Let $f(t):=T^4+aT^2+b$ be a polynomial in a field $K[T]$ such that it can be decomposed in two irreducible factors of degree 2.
My intuition then is screaming to me that then we neccessarily have that the decomposition is $f(T)= (T^2-u^2)(T^2-v^2)$, where $\pm u, \pm v$ are the roots of $f$.
My reasoning here is that since $u$ and $-u$ are related through an element in $K$ then they are bound tighter together than $u$ and $v$, so they must always be paired roots.
Is this true? Under which conditions?
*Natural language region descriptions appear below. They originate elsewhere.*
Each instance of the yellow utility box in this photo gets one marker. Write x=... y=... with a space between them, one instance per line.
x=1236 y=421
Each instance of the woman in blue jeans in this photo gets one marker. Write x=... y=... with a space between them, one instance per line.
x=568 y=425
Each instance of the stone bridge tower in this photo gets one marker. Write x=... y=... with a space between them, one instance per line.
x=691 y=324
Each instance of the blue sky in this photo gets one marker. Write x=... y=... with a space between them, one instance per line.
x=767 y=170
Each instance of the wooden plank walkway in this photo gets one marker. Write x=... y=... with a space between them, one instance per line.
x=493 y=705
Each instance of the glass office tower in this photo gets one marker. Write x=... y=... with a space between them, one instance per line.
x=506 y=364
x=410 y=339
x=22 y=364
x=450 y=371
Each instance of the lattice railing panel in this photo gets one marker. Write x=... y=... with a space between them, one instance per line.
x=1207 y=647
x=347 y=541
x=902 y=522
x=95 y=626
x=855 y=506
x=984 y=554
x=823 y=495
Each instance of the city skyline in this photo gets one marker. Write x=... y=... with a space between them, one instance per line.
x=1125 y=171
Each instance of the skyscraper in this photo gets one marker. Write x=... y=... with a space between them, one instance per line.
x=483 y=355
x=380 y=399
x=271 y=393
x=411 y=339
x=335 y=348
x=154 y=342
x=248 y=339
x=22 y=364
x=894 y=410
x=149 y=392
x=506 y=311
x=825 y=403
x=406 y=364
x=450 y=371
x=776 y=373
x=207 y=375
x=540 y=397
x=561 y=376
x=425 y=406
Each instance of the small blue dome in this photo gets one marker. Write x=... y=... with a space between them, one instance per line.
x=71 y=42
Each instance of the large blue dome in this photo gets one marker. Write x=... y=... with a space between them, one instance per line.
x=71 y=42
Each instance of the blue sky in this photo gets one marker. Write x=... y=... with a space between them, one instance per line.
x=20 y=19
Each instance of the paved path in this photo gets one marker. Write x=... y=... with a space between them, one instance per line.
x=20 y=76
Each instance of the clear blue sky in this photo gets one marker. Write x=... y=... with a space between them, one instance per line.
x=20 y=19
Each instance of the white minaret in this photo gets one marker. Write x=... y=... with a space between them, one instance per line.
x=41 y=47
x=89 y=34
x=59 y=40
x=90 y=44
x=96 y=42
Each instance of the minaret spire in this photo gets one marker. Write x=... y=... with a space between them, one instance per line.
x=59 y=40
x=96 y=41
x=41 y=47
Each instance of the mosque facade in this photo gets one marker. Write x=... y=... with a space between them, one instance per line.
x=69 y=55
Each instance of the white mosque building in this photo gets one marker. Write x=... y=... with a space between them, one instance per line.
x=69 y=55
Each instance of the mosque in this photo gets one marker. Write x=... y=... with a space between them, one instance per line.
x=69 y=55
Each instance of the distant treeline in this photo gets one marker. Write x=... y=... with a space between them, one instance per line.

What is an easy proof of this fact?
My half assed attempt:
Let's suppose this is not the case, so wlog $(T-u)(T-v)\in K[T]$.
Then the possible K-automorphisms of the splitting field $K_f=K(u,v)$ are those described by the images of $u$ and $v$. But since the roots of irreducible polynomials must be mapped to roots of irreducible polynomials, then $u$ goes to itself or to $v$, and $-u$ goes also to itself or $-v$ due to how we decomposed $f$.
But either choice of image for $u$ fixes the image of $-u$, so there are only two $K$-automorphisms and thus the degree of the expansion $K_f | K$ is equal to 2.
And this is a contradiction because the degree of the expansion is $4$... except that I can't actually prove this last part.
Any ideas?
Let $f(X)=X^4+aX^2+b$ be a polynomial of degree four with irreducible factorization $f(X)=(X^2-d_1)(X^2-d_2)$, then $a=-d_1-d_2$ and $b=d_1d_2$. Hence the necessary and sufficient condition, to have such a factorization, is that the quadratic polinomial $X^2+aX+b$ has a root in $K$.